I am sorry if i confused anyone. I just figured using the screw in socket cfl light bulbs would be an easier and cheaper method? So thanks in advance for any suggestions.


----------



## polukoff (Nov 23, 2011)

Everyone does this, it costs under $30 for everything, I have found it for under $20 if you can find cheap 19 watt bulbs which are 100 watt equivalent. You will need 3 for sure if you want anything more than java fern and Anubis in the tank. Lids will hinder your lighting penetration, I would scrap your aquarium hood all together to do this.


----------



## FuelingFire (Oct 7, 2012)

I had honestly thought about that. But was afraid of the fish jumping out if i get any of those types that are escape artist. I guess i could build a Hood. But wouldn't wouldn't the affect be the same is i modified the light caps on the hood? By using the same concept as that? the difference being the lights would be side ways instead of facing down. But i like your tank it is beautiful!


----------



## Aurie (Jun 22, 2012)

In the picture, it's hard to see, but there are versa tops or glass that the lights sit on.

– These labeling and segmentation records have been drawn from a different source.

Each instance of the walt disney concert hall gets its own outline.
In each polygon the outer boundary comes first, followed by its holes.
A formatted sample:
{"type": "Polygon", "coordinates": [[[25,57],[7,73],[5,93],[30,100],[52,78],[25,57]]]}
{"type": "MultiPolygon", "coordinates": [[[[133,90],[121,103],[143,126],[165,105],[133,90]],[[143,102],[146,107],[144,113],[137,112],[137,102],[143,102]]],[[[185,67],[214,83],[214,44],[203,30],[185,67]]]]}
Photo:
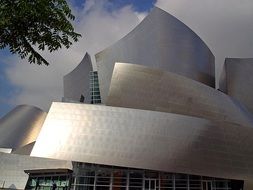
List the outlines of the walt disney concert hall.
{"type": "Polygon", "coordinates": [[[225,59],[215,88],[210,49],[159,8],[95,59],[48,113],[0,120],[0,188],[253,189],[253,59],[225,59]]]}

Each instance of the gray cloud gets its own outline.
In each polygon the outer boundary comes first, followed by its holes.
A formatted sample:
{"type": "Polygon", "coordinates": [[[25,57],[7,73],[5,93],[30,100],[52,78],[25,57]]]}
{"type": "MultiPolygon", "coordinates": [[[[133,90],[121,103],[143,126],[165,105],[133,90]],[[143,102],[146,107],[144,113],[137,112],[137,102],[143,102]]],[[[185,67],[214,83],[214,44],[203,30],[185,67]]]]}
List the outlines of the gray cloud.
{"type": "MultiPolygon", "coordinates": [[[[9,57],[5,71],[11,84],[20,89],[9,100],[13,105],[30,104],[45,111],[52,101],[61,101],[63,95],[63,76],[76,67],[86,51],[94,53],[111,45],[132,30],[145,13],[134,12],[131,6],[108,11],[107,1],[88,0],[82,9],[73,7],[77,16],[74,23],[83,38],[70,49],[42,55],[50,66],[30,65],[18,57],[9,57]]],[[[94,58],[93,58],[94,60],[94,58]]]]}
{"type": "MultiPolygon", "coordinates": [[[[46,110],[63,95],[62,78],[88,51],[92,56],[131,31],[146,13],[131,6],[109,12],[108,1],[87,0],[73,7],[75,28],[83,38],[70,49],[42,54],[49,67],[30,65],[9,57],[6,74],[18,90],[9,98],[12,104],[32,104],[46,110]]],[[[158,0],[156,6],[168,11],[195,31],[216,56],[219,74],[225,57],[253,57],[253,1],[251,0],[158,0]]],[[[94,58],[93,58],[94,61],[94,58]]]]}
{"type": "Polygon", "coordinates": [[[219,76],[225,57],[253,57],[253,1],[158,0],[156,6],[184,22],[210,47],[219,76]]]}

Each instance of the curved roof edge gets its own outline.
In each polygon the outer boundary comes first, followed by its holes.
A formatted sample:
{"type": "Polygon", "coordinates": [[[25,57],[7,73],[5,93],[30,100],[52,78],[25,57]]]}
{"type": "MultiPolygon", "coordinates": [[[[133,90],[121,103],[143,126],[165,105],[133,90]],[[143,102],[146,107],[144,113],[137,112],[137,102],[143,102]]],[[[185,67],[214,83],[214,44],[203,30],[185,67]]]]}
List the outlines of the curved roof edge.
{"type": "Polygon", "coordinates": [[[238,100],[253,114],[253,58],[226,58],[219,89],[238,100]]]}
{"type": "Polygon", "coordinates": [[[47,113],[19,105],[0,119],[0,147],[16,149],[36,141],[47,113]]]}
{"type": "MultiPolygon", "coordinates": [[[[106,48],[100,50],[99,52],[97,52],[95,54],[95,58],[97,57],[98,54],[100,54],[101,52],[103,52],[104,50],[108,49],[108,48],[111,48],[112,46],[114,46],[116,43],[118,43],[119,41],[121,40],[124,40],[125,38],[127,38],[129,35],[131,35],[133,32],[135,32],[135,30],[137,30],[138,26],[140,24],[142,24],[144,22],[144,20],[148,19],[151,14],[154,12],[154,11],[160,11],[161,13],[164,13],[164,14],[167,14],[167,15],[170,15],[172,18],[174,18],[175,20],[177,20],[179,23],[183,24],[185,27],[187,27],[193,34],[195,34],[202,42],[203,44],[206,45],[206,47],[209,49],[210,53],[214,56],[213,52],[211,51],[211,49],[209,48],[209,46],[207,45],[207,43],[196,33],[194,32],[189,26],[187,26],[184,22],[182,22],[181,20],[179,20],[178,18],[176,18],[174,15],[168,13],[167,11],[159,8],[159,7],[156,7],[154,6],[154,8],[149,12],[149,14],[136,26],[134,27],[129,33],[127,33],[125,36],[123,36],[122,38],[120,38],[119,40],[117,40],[116,42],[114,42],[113,44],[107,46],[106,48]]],[[[97,58],[96,58],[97,59],[97,58]]]]}
{"type": "Polygon", "coordinates": [[[93,71],[90,55],[86,52],[82,61],[63,77],[64,100],[90,102],[89,74],[93,71]]]}
{"type": "Polygon", "coordinates": [[[70,71],[69,73],[67,73],[63,77],[68,78],[70,75],[75,74],[75,72],[77,72],[80,69],[80,67],[84,64],[85,64],[86,67],[91,67],[92,68],[91,58],[90,58],[90,55],[88,54],[88,52],[85,53],[82,61],[72,71],[70,71]],[[89,64],[89,65],[87,65],[87,64],[89,64]]]}
{"type": "Polygon", "coordinates": [[[215,87],[215,57],[209,47],[188,26],[156,7],[130,33],[95,58],[103,103],[115,62],[170,71],[215,87]]]}

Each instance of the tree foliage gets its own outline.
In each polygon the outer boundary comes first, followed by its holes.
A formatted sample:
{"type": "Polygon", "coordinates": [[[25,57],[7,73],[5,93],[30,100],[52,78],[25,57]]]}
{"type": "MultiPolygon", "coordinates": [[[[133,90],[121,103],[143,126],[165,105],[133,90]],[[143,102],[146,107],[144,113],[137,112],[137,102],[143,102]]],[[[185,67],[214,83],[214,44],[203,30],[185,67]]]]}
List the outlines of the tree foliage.
{"type": "Polygon", "coordinates": [[[65,0],[0,0],[0,48],[9,47],[29,63],[49,65],[35,49],[69,48],[80,34],[65,0]]]}

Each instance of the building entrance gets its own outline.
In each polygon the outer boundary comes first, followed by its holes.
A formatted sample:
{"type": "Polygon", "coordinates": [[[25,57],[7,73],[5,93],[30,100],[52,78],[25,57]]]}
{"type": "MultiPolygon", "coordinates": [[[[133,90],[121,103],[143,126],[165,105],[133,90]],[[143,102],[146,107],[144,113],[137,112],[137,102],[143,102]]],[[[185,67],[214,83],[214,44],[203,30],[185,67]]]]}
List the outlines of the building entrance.
{"type": "Polygon", "coordinates": [[[156,190],[156,179],[145,179],[144,190],[156,190]]]}
{"type": "Polygon", "coordinates": [[[202,190],[212,190],[212,181],[202,181],[202,190]]]}

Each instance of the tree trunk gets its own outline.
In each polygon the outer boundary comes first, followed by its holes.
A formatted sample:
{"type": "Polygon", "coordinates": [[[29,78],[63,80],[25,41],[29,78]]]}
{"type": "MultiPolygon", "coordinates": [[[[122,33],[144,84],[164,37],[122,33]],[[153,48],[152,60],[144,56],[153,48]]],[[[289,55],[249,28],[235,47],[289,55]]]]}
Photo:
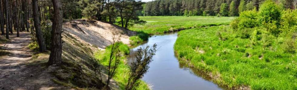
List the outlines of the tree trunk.
{"type": "Polygon", "coordinates": [[[44,42],[43,35],[40,28],[40,21],[39,21],[38,12],[38,0],[32,0],[33,18],[34,19],[34,26],[36,32],[36,38],[39,46],[39,51],[42,52],[46,50],[45,43],[44,42]]]}
{"type": "Polygon", "coordinates": [[[14,3],[14,9],[13,11],[14,11],[14,15],[15,16],[15,25],[14,26],[14,27],[15,27],[15,29],[16,29],[17,32],[17,37],[20,37],[20,29],[19,27],[18,26],[18,5],[16,4],[16,0],[15,0],[14,3]]]}
{"type": "Polygon", "coordinates": [[[52,0],[54,8],[54,18],[52,30],[52,49],[48,63],[59,64],[62,62],[61,33],[63,23],[63,12],[60,0],[52,0]]]}
{"type": "Polygon", "coordinates": [[[2,12],[3,10],[2,8],[2,0],[0,0],[0,26],[1,26],[1,32],[2,35],[4,35],[4,16],[3,16],[3,12],[2,12]]]}
{"type": "Polygon", "coordinates": [[[10,25],[9,26],[9,31],[10,31],[10,33],[12,34],[13,34],[13,31],[12,31],[12,23],[13,23],[12,22],[12,2],[11,0],[10,0],[9,3],[10,4],[8,5],[8,10],[9,11],[9,13],[8,15],[9,15],[9,24],[10,25]]]}
{"type": "Polygon", "coordinates": [[[7,39],[9,39],[9,29],[8,28],[8,26],[9,26],[9,22],[8,22],[9,20],[8,15],[8,0],[5,0],[5,10],[6,12],[6,38],[7,39]]]}

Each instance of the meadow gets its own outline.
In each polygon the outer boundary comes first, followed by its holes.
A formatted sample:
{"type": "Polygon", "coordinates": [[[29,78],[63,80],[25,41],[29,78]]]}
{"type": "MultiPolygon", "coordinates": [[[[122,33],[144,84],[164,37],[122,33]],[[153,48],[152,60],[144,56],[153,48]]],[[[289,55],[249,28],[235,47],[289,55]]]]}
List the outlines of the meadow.
{"type": "Polygon", "coordinates": [[[139,16],[146,21],[144,25],[135,24],[129,29],[149,34],[187,29],[205,26],[228,25],[235,18],[233,17],[191,16],[139,16]]]}
{"type": "Polygon", "coordinates": [[[271,45],[263,47],[224,26],[178,34],[174,50],[180,62],[208,74],[217,83],[229,88],[297,89],[297,55],[282,50],[280,38],[269,39],[271,45]]]}

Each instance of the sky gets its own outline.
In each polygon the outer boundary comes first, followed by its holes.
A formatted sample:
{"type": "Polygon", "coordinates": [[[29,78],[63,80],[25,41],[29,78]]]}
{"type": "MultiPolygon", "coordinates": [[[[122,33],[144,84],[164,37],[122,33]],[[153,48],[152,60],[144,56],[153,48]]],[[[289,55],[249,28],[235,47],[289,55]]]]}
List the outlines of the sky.
{"type": "Polygon", "coordinates": [[[148,2],[149,1],[152,1],[154,0],[142,0],[141,1],[143,2],[148,2]]]}

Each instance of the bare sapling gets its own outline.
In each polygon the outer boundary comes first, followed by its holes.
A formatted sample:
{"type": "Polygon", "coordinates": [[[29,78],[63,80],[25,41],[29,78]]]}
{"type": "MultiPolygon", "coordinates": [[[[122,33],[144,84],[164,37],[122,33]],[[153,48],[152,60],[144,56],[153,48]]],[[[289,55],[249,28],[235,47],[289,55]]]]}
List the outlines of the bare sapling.
{"type": "Polygon", "coordinates": [[[109,51],[110,53],[108,56],[109,58],[108,59],[108,66],[107,67],[107,75],[108,77],[106,81],[106,84],[105,87],[105,89],[107,89],[109,88],[108,85],[110,82],[110,80],[116,73],[117,68],[120,63],[121,57],[119,49],[120,39],[119,38],[116,38],[116,34],[113,33],[113,41],[111,46],[110,51],[109,51]]]}
{"type": "Polygon", "coordinates": [[[147,72],[149,68],[148,65],[153,61],[153,56],[157,51],[156,47],[157,45],[155,44],[152,46],[148,46],[143,49],[140,47],[138,49],[136,61],[132,63],[130,68],[126,90],[132,90],[138,86],[137,82],[147,72]]]}

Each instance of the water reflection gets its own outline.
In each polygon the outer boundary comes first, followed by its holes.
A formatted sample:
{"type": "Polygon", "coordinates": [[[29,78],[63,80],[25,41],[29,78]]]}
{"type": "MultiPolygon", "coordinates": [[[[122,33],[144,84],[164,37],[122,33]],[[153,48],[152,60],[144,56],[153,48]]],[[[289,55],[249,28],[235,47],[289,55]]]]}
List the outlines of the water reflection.
{"type": "Polygon", "coordinates": [[[153,36],[147,42],[131,50],[128,62],[135,61],[138,48],[155,43],[160,48],[153,58],[154,61],[150,64],[148,71],[142,79],[152,85],[153,89],[224,89],[202,77],[203,73],[199,71],[179,63],[173,50],[177,38],[177,32],[153,36]]]}

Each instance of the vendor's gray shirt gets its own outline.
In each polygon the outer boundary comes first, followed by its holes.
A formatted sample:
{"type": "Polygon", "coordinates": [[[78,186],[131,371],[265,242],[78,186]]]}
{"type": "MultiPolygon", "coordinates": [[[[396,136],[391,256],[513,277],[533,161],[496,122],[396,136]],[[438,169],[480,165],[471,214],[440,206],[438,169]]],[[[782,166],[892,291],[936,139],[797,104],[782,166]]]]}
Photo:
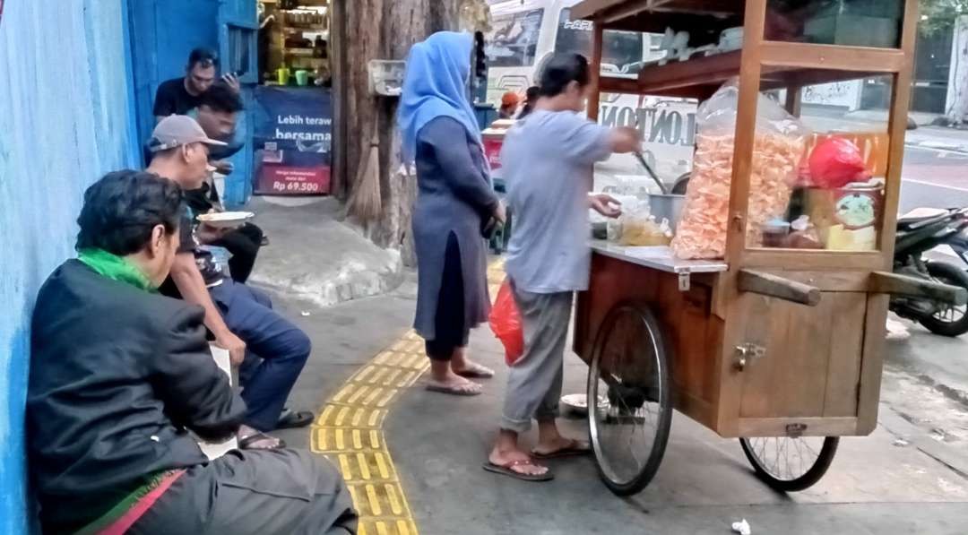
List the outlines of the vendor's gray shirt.
{"type": "Polygon", "coordinates": [[[588,194],[594,163],[611,155],[609,132],[574,112],[535,110],[507,133],[500,160],[514,224],[505,269],[517,288],[588,289],[588,194]]]}

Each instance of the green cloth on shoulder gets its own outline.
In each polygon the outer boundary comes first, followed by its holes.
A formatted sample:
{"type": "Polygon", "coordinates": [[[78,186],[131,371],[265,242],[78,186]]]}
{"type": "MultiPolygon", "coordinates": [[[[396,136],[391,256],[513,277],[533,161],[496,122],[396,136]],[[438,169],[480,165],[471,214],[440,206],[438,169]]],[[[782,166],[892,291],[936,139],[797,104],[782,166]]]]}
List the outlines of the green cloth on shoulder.
{"type": "Polygon", "coordinates": [[[77,259],[102,277],[131,284],[145,291],[158,291],[158,288],[151,283],[151,280],[137,266],[123,256],[101,249],[82,249],[78,252],[77,259]]]}

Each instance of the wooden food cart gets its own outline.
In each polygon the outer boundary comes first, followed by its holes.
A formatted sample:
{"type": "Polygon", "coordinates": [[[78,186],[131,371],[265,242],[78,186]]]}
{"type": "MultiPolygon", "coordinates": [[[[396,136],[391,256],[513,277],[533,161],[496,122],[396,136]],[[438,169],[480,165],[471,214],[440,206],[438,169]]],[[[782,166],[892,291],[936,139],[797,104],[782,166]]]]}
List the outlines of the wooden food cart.
{"type": "Polygon", "coordinates": [[[758,476],[773,488],[813,485],[829,467],[838,437],[869,434],[877,425],[890,294],[933,291],[964,299],[952,286],[892,273],[917,0],[877,3],[896,12],[893,18],[881,16],[888,24],[878,20],[877,27],[895,33],[890,43],[864,45],[842,45],[863,39],[843,28],[823,41],[825,22],[857,20],[825,21],[819,14],[813,22],[798,22],[784,17],[792,4],[798,3],[587,0],[572,10],[573,18],[594,21],[592,119],[601,93],[704,101],[739,77],[724,258],[680,260],[668,250],[593,245],[590,289],[578,301],[575,350],[590,365],[590,431],[599,471],[617,493],[637,492],[655,474],[673,408],[723,437],[741,438],[758,476]],[[600,74],[609,30],[685,30],[690,45],[700,46],[741,26],[740,49],[646,65],[635,79],[600,74]],[[802,35],[807,30],[810,36],[802,35]],[[802,88],[871,77],[887,80],[892,91],[886,128],[860,136],[883,147],[873,156],[867,151],[883,178],[874,245],[800,250],[751,241],[748,199],[761,91],[785,92],[779,102],[800,116],[802,88]]]}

There is about 1.5 inches in the back that's not glass but it comes with a plastic piece that slides on and you can trim it to size for your attachments so in theory, no one could jump out.


----------



## FuelingFire (Oct 7, 2012)

Yeah i went and got a shop light with 2 32 watt daylight bulbs. going to do a low tech set up for now. thanks to all the comments and help.


----------



## FishyFishy89 (Jul 3, 2011)

polukoff said:


> Everyone does this, it costs under $30 for everything, I have found it for under $20 if you can find cheap 19 watt bulbs which are 100 watt equivalent. You will need 3 for sure if you want anything more than java fern and Anubis in the tank. Lids will hinder your lighting penetration, I would scrap your aquarium hood all together to do this.


I love this! How hot does it get? Would it do fine to sit ontop of plexiglass?


----------